Kedua, ide bisa berupa apa yang kita pikirkan saat itu, apa yang sedang mengganggu pikiran kita, apa yang sedang meledak-ledak dalam emosi kita, apa yang sedang menerpa diri kita, apa yang sedang kita lihat di suatu ketika, dan seterusnya. Ya, sesederhana itu memang yang namanya ide!
Ketiga, ide sifatnya mudah hilang, menguap, dan terhapus dari memori kita. Maka dari itu untuk menjaganya kita dapat membiasakan diri untuk mencatat setiap ide yang berkelebat di pikiran kita. Catat dan catat saja, selanjutnya ide yang sudah berhasil kita dokumentasikan dapat kita olah lebih lanjut untuk menjadi sebuah tulisan; bahkan tidak menutup kemungkinan akan menjadi sebuah buku atau buku berseri yang dapat diterbitkan secara kontinyu dan berkelanjutan.

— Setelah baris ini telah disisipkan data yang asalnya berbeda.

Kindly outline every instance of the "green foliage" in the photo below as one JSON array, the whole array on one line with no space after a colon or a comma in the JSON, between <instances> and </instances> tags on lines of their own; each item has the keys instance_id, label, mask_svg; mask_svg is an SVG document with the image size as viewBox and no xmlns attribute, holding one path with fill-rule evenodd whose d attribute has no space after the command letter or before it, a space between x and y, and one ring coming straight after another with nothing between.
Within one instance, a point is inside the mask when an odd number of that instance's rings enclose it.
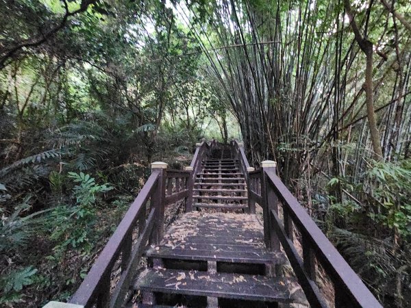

Keempat, jika seseorang merindukan mendapatkan "ide asli", maka dia akan mudah menjadi kecewa dan berputus asa. Karena dari semua tulisan yang sudah ada sebenarnya adalah interpretasi atau pengungkapan berbagai ide yang sudah pernah dibahas oleh para penulis sebelumnya. Yang membedakan hanyalah cara untuk mengungkapkan ide yang sama itu menjadi tulisan atau artikel yang berbeda di hadapan pembaca. Tentu alasan sederhananya adalah supaya kita tidak mendapatkan label sebagai plagiator atau penjiplak ulung!
Kelima, yang jelas dan pasti, ide bisa menjadi sesuatu yang sangat-sangat sederhana dan berada di sekitar kita. Misalnya saja, "secangkir kopi tanpa gula". Ya, secangkir kopi tanpa gula jika kita bahas dan ulas sedemikian rupa akan menjadi bacaan bernas dan menarik bagi para pembaca tulisan kita.
Sampai di sini, masihkah Anda tidak percaya bahwa untuk mendapatkan ide kita cukup duduk dengan tenang di atas kursi kita masing-masing, sembari menikmati seduhan teh atau kopi hangat, ditemani sepiring kecil pisang goreng atau kudapan yang menggugah selera, dan ide itu pun akan hadir dengan sendirinya...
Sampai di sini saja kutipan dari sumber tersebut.